Java
Java remains a core language for enterprise DevOps and SRE teams, powering cloud-native microservices, automation tools, and CI/CD pipelines across AWS, Azure, and GCP. Its mature ecosystem, JVM portability, and robust frameworks make it ideal for building scalable, observable, and secure applications.
Why DevOps & SREs Should Learn Java
- Cloud-Native: Java frameworks (Spring Boot, Quarkus, Micronaut) are optimized for Kubernetes, Docker, and serverless deployments.
- Observability: Strong support for metrics (Micrometer, Prometheus), distributed tracing (OpenTelemetry, Jaeger), and logging (SLF4J, Logback).
- CI/CD Integration: Java projects integrate seamlessly with GitHub Actions, Azure Pipelines, and GitLab CI/CD.
- Cross-Platform: JVM runs on Linux, NixOS, WSL, and all major clouds.
- LLM Integration: Java can call LLM APIs (OpenAI, Azure OpenAI) for automation, code review, and incident summarization.
Real-Life DevOps & SRE Examples
1. Spring Boot REST API with Health Checks
import org.springframework.web.bind.annotation.RestController;
import org.springframework.web.bind.annotation.GetMapping;
@RestController
public class HealthController {
@GetMapping("/health")
public String health() {
return "OK";
}
}
2. Dockerfile for Cloud-Native Java App
FROM eclipse-temurin:17-jre-alpine
COPY target/*.jar app.jar
ENTRYPOINT ["java","-jar","/app.jar"]
3. Prometheus Metrics with Micrometer
import io.micrometer.core.instrument.MeterRegistry;
import org.springframework.web.bind.annotation.RestController;
import org.springframework.web.bind.annotation.GetMapping;
@RestController
public class MetricsController {
private final MeterRegistry registry;
public MetricsController(MeterRegistry registry) {
this.registry = registry;
}
@GetMapping("/custom-metric")
public String customMetric() {
registry.counter("custom_requests_total").increment();
return "Metric incremented!";
}
}
4. CI/CD Pipeline (GitHub Actions)
name: Java CI/CD
on: [push]
jobs:
build:
runs-on: ubuntu-latest
steps:
- uses: actions/checkout@v2
- uses: actions/setup-java@v3
with:
distribution: 'temurin'
java-version: '17'
- name: Build with Maven
run: mvn clean install
- name: Run Tests
run: mvn test
- name: Build Docker Image
run: docker build -t myorg/myapp:${{ github.sha }} .

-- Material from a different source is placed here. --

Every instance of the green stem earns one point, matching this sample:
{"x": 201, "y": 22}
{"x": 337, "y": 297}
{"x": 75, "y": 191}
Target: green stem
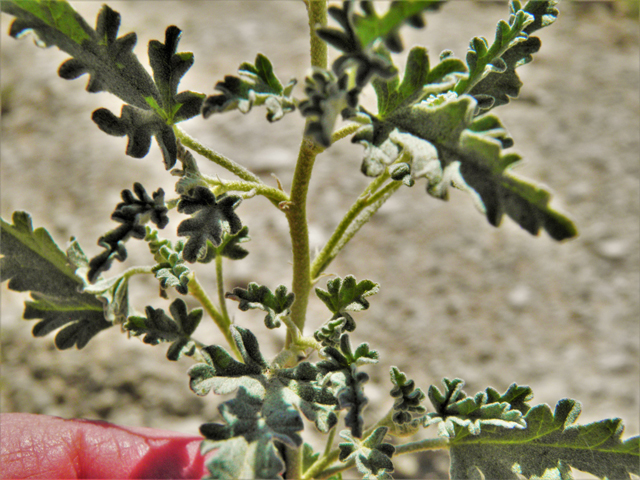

5. LLM Integration for Incident Summaries
import java.net.URI;
import java.net.http.HttpClient;
import java.net.http.HttpRequest;
import java.net.http.HttpResponse;
public class LLMIntegration {
public static void main(String[] args) throws Exception {
String logContents = "Example incident log contents";
HttpClient client = HttpClient.newHttpClient();
HttpRequest request = HttpRequest.newBuilder()
.uri(URI.create("https://api.openai.com/v1/chat/completions"))
.header("Authorization", "Bearer sk-...")
.header("Content-Type", "application/json")
.POST(HttpRequest.BodyPublishers.ofString("{" +
"\"model\":\"gpt-4\"," +
"\"messages\":[{" +
"\"role\":\"system\",\"content\":\"Summarize this incident log for SREs.\"},{" +
"\"role\":\"user\",\"content\":\"" + logContents + "\"}]}"))
.build();
HttpResponse<String> response = client.send(request, HttpResponse.BodyHandlers.ofString());
System.out.println(response.body());
}
}
Best Practices (2025)
- Use Spring Boot or Quarkus for cloud-native microservices
- Containerize apps with multi-stage Dockerfiles
- Expose health and metrics endpoints for observability
- Integrate with CI/CD for automated testing and deployment
- Store secrets in environment variables or secret managers
- Use OpenTelemetry for distributed tracing
- Write unit and integration tests (JUnit, Testcontainers)
Common Pitfalls
- Hardcoding credentials in code or configs
- Not exposing health/metrics endpoints
- Ignoring JVM resource limits in containers
- Overlooking dependency updates (use Dependabot or Renovate)
- Not monitoring application logs and metrics
References
Java Joke: Why did the SRE refuse to use Java for their scripts? Too many exceptions in production!